Le Tribunal Administratif de Caen a été saisi par Mme A... d’une demande de remise gracieuse d’une dette de 130,20 euros due au collège Jean Racine d’Alençon pour les frais de restauration de son fils. Par une ordonnance fondée sur l’article R. 222-1 du code de justice administrative, le tribunal a rejeté la requête comme manifestement irrecevable.

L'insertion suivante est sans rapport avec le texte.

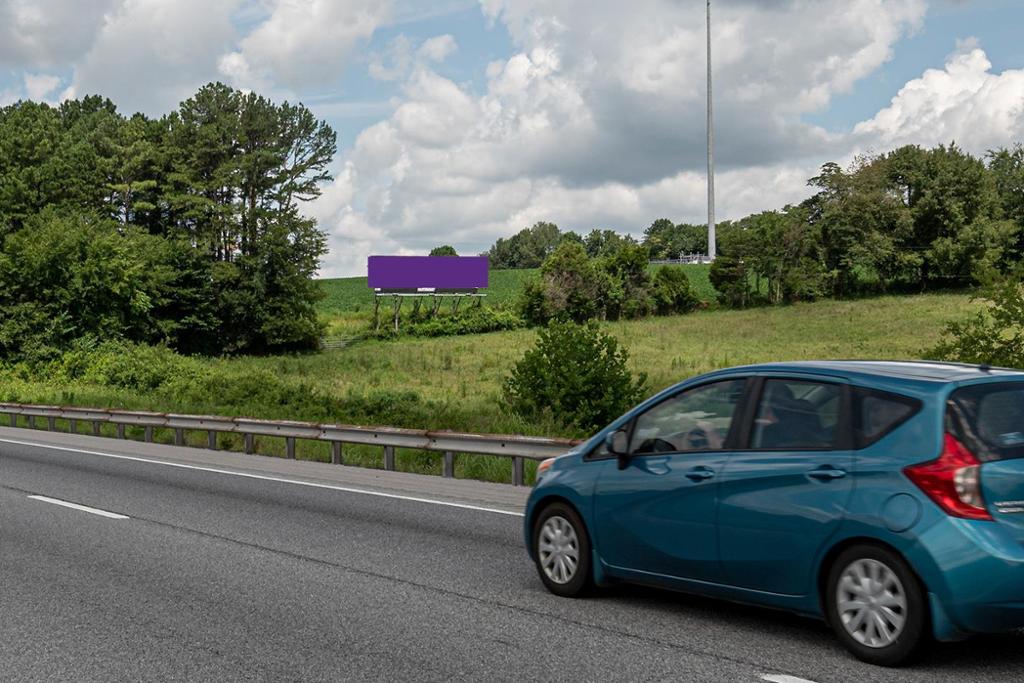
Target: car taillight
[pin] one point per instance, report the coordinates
(953, 480)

Il a estimé qu’il n’appartient pas au juge administratif de se substituer à l’administration pour accorder une remise gracieuse, cette compétence relevant de l’établissement scolaire lui-même.
Texte intégral
Vu la procédure suivante :
Par une requête, enregistrée le 12 août 2025, Mme B... A... demande une remise gracieuse de la somme qu’elle doit au collège Jean Racine d’Alençon au titre des frais de restauration de son fils.

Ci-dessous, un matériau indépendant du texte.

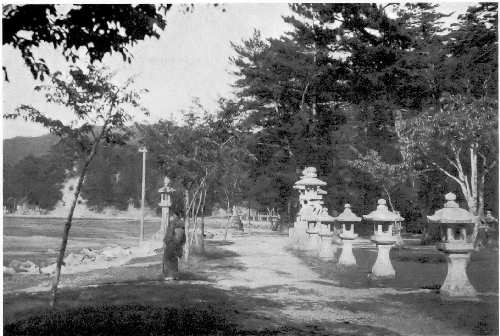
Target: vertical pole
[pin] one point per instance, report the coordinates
(143, 151)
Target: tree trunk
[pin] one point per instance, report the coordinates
(228, 211)
(67, 225)
(186, 224)
(202, 245)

Vu les autres pièces du dossier.
Vu le code de justice administrative.
Considérant ce qui suit :
1. Aux termes de l'article R. 222-1 du code de justice administrative : « (…) les présidents de formation de jugement des tribunaux (…) peuvent, par ordonnance : (...) 4° Rejeter les requêtes manifestement irrecevables, lorsque la juridiction n'est pas tenue d'inviter leur auteur à les régulariser (…) ».
2. En dehors des cas expressément prévus par des dispositions législatives particulières du code de justice administrative, inapplicables en l’espèce, il n’appartient pas au tribunal administratif d’accueillir des conclusions tendant à d’autres fins qu’une annulation ou une condamnation à verser une somme d’argent ni d’adresser des injonctions à l’administration, le juge ne pouvant faire œuvre d’administrateur.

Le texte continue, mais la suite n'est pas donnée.